Réalisé
par John Cassavetes. Etats Unis. Comédie
dramatique. Durée : 1h43. (Nouvelle sortie 9 juin 2010).
Avec Gena Rowlands , Buck
Henry, Julie Carmen, Tony
Knesich, Gregory Cleghorne
et Jessica Castillo.
Au milieu des années 1980, la sortie de "Love Streams"
a permis à John Cassavetes d’imposer enfin
son cinéma. Il y a eu alors en France un "moment
Cassavetes" et la reprise successive de tous ses autres
films a fait événement.
Acteur reconnu mais cinéaste en marge d’Hollywood,
Cassavetes filmait des comédiens expérimentant
des situations d’extrême tension, en prise aux aléas
d’un tournage hors normes hollywoodiennes. Tout semblait
pouvoir se passer et les acteurs et les spectateurs communiaient
à cette liberté retrouvée, heureux de se
sentir dans une modernité cinématographique héritée
de toutes les aventures artistiques en mouvement depuis les
années 1960.
Mais Cassavetes n’est pas un marginal né et,
à côté de ses films vraiment personnels
et totalement indépendants de l’industrie cinématographique,
il a toujours cherché à garder un pied dans le
système des studios.
Tourné en 1980, "Gloria" est donc un film
représentatif de ce compromis puisqu’il respecte
apparemment les fondamentaux du film hollywoodien classique
: une histoire à suspense avec une star à laquelle
on peut s’identifier au centre du récit.
Ainsi, ceux qui ont vu Gloria après les plus radicaux
des films de Cassavetes ("Shadows", "Faces")
ou les plus emblématiques de sa méthode ("Husbands",
"Une femme sous influence", "Love Streams")
ont été inévitablement déçus.
En le redécouvrant aujourd’hui, ils seront surpris
d’y retrouver entière la marque du cinéaste,
pas simplement celle d’un mari voulant magnifier sa femme
et lui permettre d’atteindre enfin le statut de star.

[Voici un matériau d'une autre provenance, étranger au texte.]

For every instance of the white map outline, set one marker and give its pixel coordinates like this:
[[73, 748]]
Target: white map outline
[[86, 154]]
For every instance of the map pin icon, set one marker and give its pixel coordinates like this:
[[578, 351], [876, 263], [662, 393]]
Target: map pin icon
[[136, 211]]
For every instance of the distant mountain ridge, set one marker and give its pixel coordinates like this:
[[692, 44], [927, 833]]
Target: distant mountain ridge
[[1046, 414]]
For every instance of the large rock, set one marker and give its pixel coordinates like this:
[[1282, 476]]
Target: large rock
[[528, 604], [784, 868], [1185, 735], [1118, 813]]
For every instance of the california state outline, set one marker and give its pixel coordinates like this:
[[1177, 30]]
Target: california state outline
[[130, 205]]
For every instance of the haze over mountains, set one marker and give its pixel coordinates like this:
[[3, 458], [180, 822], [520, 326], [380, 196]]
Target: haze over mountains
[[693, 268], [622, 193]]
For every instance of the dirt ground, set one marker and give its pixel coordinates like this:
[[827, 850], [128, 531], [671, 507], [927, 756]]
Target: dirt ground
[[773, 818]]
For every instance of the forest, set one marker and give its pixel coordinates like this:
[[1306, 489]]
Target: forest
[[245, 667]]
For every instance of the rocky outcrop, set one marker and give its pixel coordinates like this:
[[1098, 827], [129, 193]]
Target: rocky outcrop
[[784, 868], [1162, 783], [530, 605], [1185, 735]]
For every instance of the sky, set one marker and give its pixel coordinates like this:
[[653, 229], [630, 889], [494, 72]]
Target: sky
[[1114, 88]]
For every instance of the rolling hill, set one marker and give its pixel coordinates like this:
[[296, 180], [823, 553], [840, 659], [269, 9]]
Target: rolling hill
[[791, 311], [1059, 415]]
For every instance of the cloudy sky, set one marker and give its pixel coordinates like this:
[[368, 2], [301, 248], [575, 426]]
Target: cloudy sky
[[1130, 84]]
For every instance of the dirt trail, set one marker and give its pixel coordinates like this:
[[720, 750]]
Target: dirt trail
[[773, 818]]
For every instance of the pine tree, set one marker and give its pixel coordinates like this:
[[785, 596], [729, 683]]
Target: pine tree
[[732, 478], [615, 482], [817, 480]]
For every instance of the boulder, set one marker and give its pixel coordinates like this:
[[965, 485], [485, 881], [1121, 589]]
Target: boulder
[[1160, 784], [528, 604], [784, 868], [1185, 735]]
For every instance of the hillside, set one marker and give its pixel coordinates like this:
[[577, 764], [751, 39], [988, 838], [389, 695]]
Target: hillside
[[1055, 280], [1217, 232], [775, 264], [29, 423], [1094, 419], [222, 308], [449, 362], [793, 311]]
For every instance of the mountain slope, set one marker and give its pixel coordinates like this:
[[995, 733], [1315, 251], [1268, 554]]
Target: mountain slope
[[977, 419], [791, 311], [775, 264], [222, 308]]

Car Gloria n’a que l’apparence du film qu’aurait
pu tourner un autre cinéaste. Ainsi Cassavetes évite
les scènes de violence, les liquide presque en catimini
et leur préfère des scènes d’attente,
d’entre d’eux.
Partout le film ne cesse d’échapper à
la vraisemblance minimale qu’un spectateur de thriller
demande à son genre de prédilection et le nombre
des faux raccords doit dépasser celui d’"À
bout de souffle".
De sa petite valise qu’elle trimballe d’hôtel
en hôtel, Gena Rowlands ne cesse, par exemple, de sortir
de nouvelles tenues colorées signées Ungaro.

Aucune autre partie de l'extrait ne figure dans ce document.